Note that I threw in a call to the old style file IO version for std::vector as well, for completeness, and it looks like the overhead for extra buffer initialisation in resize() is actually insignificant in comparison to the cost of using these stream iterators.
I guess this could depend on a lot of things, and I haven't checked this across different machines, different standard library implementations, and so on, and I don't have any practical experience to draw on with optimising C++ stream iterator use, but this does show quite clearly that it's nice to have an option for direct low level buffer access for some situations where performance is critical.
Full disclosure
In fact, for portability reasons, the PathEngine runtime doesn't actually include any direct filesystem accesses like those shown in the code above. Loading from persistence is handled by client side code loading data into a buffer in memory (using the relevant operating system file loading methods) and then passing this buffer into PathEngine load calls.
So we could theoretically switch to using std::vector assign() and get rid of this specific use case for changing vector initialisation semantics.
But there are some other reasons why I prefer not to do this.

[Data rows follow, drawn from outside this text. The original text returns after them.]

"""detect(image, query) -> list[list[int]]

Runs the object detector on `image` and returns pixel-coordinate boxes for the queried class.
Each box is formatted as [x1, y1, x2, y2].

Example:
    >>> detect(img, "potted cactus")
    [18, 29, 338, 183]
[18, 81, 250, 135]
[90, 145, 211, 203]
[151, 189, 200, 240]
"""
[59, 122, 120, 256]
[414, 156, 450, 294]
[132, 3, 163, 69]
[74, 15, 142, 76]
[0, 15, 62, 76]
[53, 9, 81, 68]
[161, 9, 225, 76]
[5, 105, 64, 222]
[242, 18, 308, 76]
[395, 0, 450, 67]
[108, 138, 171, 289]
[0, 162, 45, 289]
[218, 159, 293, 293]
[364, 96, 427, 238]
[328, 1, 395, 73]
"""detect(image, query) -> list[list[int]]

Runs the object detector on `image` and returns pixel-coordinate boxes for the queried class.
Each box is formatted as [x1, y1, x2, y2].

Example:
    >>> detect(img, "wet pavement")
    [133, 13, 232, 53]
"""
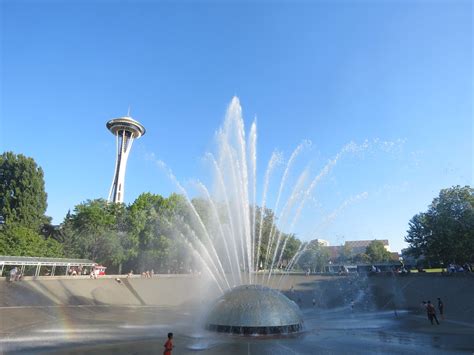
[0, 306, 474, 355]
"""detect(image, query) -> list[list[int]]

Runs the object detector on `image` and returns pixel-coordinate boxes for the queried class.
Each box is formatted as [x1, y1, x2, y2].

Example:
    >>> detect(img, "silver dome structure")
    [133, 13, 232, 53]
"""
[206, 285, 303, 335]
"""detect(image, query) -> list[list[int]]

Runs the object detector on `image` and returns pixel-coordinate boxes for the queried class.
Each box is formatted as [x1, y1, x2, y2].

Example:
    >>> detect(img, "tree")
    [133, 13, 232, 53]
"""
[62, 199, 130, 266]
[0, 223, 63, 258]
[0, 152, 50, 231]
[405, 186, 474, 264]
[298, 241, 330, 272]
[362, 240, 391, 263]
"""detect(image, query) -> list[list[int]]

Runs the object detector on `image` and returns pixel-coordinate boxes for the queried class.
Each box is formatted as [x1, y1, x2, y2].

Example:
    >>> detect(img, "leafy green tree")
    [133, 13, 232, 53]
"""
[0, 152, 50, 231]
[298, 241, 330, 272]
[365, 240, 392, 263]
[0, 223, 64, 257]
[62, 199, 129, 266]
[127, 193, 192, 272]
[405, 186, 474, 263]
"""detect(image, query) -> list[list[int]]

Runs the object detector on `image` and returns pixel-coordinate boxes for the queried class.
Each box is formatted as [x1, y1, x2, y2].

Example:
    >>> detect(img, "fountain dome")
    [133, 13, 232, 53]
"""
[206, 285, 303, 335]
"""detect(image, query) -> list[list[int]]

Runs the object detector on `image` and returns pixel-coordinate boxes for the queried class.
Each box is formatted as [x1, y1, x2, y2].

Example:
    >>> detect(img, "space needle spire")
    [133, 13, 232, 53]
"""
[106, 114, 145, 203]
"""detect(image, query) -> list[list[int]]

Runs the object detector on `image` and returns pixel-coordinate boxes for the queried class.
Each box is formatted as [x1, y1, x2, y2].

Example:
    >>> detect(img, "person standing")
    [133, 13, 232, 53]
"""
[426, 301, 439, 325]
[438, 297, 444, 320]
[163, 333, 174, 355]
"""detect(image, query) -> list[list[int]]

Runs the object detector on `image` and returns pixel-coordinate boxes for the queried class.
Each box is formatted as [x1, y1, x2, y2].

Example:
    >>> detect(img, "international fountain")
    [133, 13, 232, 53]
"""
[162, 97, 309, 335]
[0, 98, 474, 355]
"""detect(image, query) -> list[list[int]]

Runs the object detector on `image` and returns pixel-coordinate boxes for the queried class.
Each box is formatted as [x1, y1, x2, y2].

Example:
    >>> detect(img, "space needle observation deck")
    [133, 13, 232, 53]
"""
[106, 116, 145, 203]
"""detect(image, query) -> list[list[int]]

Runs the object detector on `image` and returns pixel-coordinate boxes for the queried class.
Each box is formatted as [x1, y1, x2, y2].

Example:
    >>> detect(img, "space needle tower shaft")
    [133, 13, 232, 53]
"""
[106, 116, 145, 203]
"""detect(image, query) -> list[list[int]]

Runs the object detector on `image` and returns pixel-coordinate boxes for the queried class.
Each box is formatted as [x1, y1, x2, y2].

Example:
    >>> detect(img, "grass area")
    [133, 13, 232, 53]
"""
[411, 267, 443, 273]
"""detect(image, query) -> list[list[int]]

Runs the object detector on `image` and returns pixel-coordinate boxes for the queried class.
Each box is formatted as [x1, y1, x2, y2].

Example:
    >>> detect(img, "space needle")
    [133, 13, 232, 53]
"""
[106, 114, 145, 203]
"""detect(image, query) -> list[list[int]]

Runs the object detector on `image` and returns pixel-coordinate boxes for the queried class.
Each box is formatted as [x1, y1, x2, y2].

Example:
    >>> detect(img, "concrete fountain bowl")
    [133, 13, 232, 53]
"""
[206, 285, 303, 335]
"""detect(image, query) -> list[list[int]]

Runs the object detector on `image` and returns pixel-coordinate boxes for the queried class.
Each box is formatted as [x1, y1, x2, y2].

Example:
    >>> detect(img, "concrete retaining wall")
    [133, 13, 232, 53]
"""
[0, 274, 474, 321]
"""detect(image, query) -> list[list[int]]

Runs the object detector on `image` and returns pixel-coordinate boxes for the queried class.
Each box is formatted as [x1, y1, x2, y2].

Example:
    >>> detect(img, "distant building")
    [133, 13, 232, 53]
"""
[344, 239, 390, 255]
[326, 245, 344, 260]
[311, 239, 329, 247]
[322, 239, 392, 261]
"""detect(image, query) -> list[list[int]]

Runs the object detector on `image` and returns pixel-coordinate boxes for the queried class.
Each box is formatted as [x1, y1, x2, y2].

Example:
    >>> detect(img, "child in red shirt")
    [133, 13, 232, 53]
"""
[163, 333, 174, 355]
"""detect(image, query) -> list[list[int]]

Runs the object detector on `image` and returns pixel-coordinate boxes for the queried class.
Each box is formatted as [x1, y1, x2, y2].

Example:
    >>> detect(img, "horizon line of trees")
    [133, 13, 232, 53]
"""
[0, 152, 474, 272]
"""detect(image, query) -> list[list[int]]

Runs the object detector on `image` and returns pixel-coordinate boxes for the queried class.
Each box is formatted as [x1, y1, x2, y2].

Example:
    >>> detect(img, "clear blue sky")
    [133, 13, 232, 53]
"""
[0, 0, 473, 254]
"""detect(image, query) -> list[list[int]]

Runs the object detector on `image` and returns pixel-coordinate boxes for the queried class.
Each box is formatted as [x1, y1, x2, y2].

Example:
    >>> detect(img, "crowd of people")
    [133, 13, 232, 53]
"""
[447, 263, 472, 274]
[8, 266, 23, 282]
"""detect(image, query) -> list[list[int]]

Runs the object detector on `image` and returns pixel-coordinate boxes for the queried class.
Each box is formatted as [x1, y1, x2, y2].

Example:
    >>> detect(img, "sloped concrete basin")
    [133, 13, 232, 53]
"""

Dependencies and low level interfaces
The use case I showed in my last post involved the following methods on a custom PathEngine stream object:
void openNextElementAsArray_GetSize(uint32_t& arraySize); void finishReadElementAsArray(char* destinationBuffer);
This is low level, works with raw pointers, and is not really modern c++ coding style, but I actually prefer this in many ways to passing in a std::vector reference or templated iterator arguments. It's nice to avoid dependencies on a vector class, for example, or the additional complexity of templating, and it's nice to be able to use these methods with buffers that are not managed as vectors.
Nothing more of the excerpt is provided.